Northwest NEWS

August 21, 2000

Editorial

County needs to replace buffer that was cut down

   In 1996, the King County Council reversed its policies on Fully Contained Communities (FCC) for a developer to save Redmond Ridge. Months later, the Council erased its reasons from the Comp Plan that explained its prohibition on FCCs, and no one on the Council blinked.

   That policy admitted that containment of any urban community in King County was impossible, but for this developer, that policy was reversed.

   Less than two months ago, the state GMA Board upheld the county's unsubstantiated reversal of its FCC policies (while finding the rest illegal) by arguing that perimeter buffers would contain the urbanization of Redmond Ridge. The Board majority, former King County Councilwoman Lois North, said that a buffer would prevent the adverse impacts of city congestion and noise on the rural neighborhoods that surround Redmond Ridge.

   But over the weekend, the required 100-foot-thick "opaque" buffer, required by the Redmond Ridge plat, was cut down by Quadrant between the new city and Novelty Hill Road.
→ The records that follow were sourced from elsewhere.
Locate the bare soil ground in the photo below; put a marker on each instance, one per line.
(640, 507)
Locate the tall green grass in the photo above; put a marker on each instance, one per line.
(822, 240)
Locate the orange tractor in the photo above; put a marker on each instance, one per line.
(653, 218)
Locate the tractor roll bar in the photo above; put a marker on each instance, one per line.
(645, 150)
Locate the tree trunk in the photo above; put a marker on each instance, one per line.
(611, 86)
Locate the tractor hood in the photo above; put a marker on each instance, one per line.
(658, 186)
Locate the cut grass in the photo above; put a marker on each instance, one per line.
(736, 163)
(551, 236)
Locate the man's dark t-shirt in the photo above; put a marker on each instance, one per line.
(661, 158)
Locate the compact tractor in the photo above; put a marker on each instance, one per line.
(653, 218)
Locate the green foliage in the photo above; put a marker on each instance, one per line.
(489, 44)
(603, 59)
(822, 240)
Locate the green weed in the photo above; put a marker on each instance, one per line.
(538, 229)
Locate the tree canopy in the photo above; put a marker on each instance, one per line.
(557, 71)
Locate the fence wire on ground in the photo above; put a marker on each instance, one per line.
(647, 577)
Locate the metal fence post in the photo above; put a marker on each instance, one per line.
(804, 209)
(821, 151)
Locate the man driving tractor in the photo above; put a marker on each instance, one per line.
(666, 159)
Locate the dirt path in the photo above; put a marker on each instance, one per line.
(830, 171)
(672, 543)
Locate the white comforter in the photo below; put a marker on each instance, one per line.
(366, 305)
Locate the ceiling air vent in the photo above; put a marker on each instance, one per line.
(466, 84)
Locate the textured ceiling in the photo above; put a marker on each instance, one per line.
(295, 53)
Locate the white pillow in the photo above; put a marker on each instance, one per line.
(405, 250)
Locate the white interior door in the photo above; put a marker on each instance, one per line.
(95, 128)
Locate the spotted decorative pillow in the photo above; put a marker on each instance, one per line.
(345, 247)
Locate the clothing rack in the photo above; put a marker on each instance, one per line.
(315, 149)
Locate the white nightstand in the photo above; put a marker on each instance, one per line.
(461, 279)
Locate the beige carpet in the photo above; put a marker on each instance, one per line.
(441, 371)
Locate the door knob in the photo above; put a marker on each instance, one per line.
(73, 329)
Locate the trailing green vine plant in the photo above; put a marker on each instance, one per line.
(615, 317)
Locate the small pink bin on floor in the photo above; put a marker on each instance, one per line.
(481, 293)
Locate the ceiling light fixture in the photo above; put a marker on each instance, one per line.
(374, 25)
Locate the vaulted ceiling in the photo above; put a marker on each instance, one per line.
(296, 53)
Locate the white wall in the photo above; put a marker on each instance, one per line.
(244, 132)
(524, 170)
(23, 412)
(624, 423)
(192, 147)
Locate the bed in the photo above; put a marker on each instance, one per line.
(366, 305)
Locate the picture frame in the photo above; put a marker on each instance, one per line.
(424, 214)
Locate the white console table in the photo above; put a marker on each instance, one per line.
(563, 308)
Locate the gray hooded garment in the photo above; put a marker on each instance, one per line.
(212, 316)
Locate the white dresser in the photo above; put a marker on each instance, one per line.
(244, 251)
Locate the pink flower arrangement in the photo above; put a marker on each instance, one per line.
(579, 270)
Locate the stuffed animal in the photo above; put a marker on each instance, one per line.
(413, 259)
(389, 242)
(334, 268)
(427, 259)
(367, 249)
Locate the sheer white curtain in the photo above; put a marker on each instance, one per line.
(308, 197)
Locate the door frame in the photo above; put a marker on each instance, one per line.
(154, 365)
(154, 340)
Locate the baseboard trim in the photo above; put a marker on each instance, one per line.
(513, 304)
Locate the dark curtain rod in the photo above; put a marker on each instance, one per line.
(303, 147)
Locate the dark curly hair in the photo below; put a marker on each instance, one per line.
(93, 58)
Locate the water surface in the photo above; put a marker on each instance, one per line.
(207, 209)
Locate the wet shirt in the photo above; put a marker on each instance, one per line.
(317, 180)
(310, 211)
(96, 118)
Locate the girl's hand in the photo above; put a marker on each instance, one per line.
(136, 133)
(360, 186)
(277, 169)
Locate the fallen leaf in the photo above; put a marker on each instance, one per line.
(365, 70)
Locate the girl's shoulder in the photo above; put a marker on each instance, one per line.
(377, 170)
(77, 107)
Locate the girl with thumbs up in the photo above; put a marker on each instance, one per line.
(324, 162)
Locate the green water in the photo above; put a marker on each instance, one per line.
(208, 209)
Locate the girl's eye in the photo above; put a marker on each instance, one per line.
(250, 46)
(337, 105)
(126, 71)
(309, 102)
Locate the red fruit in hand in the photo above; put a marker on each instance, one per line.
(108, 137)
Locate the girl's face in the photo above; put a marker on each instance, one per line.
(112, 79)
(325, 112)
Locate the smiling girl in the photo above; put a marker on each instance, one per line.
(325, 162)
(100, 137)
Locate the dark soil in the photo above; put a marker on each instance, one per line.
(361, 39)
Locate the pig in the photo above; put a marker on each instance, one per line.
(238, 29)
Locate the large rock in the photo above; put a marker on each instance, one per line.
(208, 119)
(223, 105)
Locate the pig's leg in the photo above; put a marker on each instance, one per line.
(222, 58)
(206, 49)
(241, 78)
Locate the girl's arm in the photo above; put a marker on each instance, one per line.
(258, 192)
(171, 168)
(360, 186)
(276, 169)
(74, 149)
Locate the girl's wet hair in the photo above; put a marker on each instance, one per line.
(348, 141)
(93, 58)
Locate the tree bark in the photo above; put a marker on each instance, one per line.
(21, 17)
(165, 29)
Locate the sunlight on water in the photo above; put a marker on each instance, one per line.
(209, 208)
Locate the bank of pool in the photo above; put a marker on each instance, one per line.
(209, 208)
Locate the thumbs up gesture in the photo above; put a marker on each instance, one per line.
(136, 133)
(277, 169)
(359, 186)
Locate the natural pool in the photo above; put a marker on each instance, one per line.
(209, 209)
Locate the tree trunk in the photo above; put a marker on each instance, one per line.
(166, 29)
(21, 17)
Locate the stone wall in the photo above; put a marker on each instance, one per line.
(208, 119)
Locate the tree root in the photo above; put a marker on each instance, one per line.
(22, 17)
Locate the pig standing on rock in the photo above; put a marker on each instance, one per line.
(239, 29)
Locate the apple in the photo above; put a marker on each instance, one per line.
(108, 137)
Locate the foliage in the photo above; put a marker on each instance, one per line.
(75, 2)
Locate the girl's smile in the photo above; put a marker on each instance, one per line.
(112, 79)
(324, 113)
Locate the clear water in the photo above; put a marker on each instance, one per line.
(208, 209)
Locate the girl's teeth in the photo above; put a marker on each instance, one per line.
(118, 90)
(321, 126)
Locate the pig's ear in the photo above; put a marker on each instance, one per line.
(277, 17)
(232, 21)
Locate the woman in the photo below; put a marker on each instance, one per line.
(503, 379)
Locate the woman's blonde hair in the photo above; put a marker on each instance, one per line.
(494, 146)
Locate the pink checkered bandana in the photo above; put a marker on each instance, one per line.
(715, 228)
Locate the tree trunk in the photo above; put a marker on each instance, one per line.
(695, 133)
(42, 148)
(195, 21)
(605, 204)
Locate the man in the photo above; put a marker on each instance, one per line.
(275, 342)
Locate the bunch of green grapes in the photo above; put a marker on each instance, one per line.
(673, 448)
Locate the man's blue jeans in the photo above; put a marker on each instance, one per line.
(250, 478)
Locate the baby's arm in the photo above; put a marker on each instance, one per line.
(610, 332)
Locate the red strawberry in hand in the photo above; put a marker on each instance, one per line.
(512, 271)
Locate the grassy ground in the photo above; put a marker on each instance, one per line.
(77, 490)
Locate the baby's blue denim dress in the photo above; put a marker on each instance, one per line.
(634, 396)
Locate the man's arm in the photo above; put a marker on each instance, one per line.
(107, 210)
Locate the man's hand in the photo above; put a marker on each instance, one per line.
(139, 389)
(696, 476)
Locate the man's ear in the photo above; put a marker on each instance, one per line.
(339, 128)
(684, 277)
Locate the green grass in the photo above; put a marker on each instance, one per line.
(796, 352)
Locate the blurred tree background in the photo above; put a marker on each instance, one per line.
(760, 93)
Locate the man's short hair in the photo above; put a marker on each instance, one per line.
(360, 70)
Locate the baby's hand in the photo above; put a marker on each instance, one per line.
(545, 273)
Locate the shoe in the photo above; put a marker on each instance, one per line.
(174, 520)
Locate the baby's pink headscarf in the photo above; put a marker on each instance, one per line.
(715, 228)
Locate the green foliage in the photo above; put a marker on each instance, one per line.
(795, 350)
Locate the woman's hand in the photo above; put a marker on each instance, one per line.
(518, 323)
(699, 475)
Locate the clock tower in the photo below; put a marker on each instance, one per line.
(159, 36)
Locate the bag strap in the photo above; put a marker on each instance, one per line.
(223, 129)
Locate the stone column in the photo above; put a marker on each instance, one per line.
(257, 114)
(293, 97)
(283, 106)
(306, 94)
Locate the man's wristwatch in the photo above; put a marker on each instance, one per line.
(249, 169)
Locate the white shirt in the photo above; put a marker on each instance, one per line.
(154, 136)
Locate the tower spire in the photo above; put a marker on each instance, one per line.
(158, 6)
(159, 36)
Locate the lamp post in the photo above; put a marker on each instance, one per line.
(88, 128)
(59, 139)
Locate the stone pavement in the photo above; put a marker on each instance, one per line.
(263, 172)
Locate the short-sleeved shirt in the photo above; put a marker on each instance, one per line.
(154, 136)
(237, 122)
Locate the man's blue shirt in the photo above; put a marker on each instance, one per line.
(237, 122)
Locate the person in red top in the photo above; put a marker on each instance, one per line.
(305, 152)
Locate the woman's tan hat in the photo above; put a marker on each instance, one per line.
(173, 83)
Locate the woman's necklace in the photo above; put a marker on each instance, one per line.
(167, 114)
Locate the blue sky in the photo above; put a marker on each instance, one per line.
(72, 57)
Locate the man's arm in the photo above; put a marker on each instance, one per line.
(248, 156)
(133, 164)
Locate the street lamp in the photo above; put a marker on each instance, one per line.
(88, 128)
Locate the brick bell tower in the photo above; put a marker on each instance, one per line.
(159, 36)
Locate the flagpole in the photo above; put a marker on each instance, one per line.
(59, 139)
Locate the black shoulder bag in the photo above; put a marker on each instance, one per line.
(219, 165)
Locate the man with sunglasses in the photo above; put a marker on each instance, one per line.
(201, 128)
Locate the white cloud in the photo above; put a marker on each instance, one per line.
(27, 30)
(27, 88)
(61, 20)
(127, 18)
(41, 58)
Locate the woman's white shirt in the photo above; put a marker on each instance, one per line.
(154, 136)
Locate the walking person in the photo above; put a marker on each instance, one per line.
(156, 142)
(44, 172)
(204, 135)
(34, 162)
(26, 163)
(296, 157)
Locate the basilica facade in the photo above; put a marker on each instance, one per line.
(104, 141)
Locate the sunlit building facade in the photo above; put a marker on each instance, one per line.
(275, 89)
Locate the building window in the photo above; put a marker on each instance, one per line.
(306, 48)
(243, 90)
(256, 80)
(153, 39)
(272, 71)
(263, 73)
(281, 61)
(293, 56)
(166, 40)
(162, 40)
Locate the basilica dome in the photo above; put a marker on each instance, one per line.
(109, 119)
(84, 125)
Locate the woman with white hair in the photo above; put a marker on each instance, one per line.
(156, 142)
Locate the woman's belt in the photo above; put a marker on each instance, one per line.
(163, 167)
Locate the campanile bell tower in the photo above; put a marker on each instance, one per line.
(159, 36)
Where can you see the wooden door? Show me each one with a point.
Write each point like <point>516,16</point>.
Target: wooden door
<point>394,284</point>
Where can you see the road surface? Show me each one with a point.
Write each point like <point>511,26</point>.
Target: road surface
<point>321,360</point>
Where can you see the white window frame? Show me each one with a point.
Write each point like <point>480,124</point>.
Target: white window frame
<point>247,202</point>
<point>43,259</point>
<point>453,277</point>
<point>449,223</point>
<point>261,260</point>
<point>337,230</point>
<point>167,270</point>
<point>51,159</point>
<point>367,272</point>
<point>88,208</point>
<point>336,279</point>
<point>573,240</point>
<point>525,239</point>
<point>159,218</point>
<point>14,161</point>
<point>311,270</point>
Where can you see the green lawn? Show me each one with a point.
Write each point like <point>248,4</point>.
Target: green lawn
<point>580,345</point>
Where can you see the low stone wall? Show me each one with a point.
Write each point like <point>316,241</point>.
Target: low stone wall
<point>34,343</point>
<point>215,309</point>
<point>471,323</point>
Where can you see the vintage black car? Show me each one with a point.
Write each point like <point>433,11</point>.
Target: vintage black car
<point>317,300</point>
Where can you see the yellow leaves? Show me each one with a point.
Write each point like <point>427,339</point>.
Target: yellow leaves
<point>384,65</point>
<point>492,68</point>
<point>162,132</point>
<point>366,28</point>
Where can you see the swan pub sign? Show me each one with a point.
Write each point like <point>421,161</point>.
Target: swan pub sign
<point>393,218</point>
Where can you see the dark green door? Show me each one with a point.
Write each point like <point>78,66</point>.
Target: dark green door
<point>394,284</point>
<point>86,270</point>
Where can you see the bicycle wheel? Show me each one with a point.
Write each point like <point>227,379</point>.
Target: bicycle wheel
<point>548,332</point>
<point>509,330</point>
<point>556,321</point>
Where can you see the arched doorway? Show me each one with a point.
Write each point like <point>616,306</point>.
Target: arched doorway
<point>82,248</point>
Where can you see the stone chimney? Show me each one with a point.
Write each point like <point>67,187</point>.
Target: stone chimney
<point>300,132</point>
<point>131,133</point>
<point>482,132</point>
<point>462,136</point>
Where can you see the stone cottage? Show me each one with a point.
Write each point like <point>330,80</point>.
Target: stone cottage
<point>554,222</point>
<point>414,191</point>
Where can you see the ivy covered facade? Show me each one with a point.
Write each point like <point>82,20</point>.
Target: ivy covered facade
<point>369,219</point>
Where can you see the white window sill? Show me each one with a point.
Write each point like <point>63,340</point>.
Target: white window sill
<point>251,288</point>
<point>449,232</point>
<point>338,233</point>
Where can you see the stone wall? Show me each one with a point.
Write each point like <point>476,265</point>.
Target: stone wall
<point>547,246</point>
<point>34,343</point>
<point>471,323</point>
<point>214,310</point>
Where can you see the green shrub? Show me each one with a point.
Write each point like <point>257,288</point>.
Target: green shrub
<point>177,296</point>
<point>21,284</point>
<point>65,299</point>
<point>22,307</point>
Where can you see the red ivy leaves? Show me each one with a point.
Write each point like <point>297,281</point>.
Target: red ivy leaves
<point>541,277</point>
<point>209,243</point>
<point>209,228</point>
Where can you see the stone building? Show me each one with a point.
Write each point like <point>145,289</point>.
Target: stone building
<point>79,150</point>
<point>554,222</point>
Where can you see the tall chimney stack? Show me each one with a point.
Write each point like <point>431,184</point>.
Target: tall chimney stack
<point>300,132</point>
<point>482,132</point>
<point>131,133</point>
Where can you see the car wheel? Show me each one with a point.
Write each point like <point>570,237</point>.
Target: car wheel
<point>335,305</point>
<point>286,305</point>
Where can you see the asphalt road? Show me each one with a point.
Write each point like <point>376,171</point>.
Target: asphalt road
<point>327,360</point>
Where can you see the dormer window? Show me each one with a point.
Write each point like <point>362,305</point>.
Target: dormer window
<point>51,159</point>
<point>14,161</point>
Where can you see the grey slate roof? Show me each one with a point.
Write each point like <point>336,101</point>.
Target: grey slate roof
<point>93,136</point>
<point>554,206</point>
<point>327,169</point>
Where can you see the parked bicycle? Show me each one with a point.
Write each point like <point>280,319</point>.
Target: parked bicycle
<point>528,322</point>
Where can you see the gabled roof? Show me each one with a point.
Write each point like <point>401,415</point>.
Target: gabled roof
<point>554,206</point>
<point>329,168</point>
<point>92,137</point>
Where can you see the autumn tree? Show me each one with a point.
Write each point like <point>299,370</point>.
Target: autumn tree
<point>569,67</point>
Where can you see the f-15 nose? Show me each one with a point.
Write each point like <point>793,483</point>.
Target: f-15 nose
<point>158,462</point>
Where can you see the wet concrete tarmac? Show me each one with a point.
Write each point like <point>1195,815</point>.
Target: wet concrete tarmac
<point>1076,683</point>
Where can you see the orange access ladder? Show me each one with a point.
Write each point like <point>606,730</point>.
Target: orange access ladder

Hundreds of mature trees that the county insisted would protect rural communities to the north are gone, and now Redmond Ridge's urbanization is already loose.

   From now on, rural residents will be forced to live alongside the shopping centers, apartment complexes, and offices, unless the county forces Weyerhaeuser to completely replace the buffer.

   Is there any chance that this county government, already known to have broken laws and cheated for Quadrant, will now stand up and act responsibly on behalf of the public?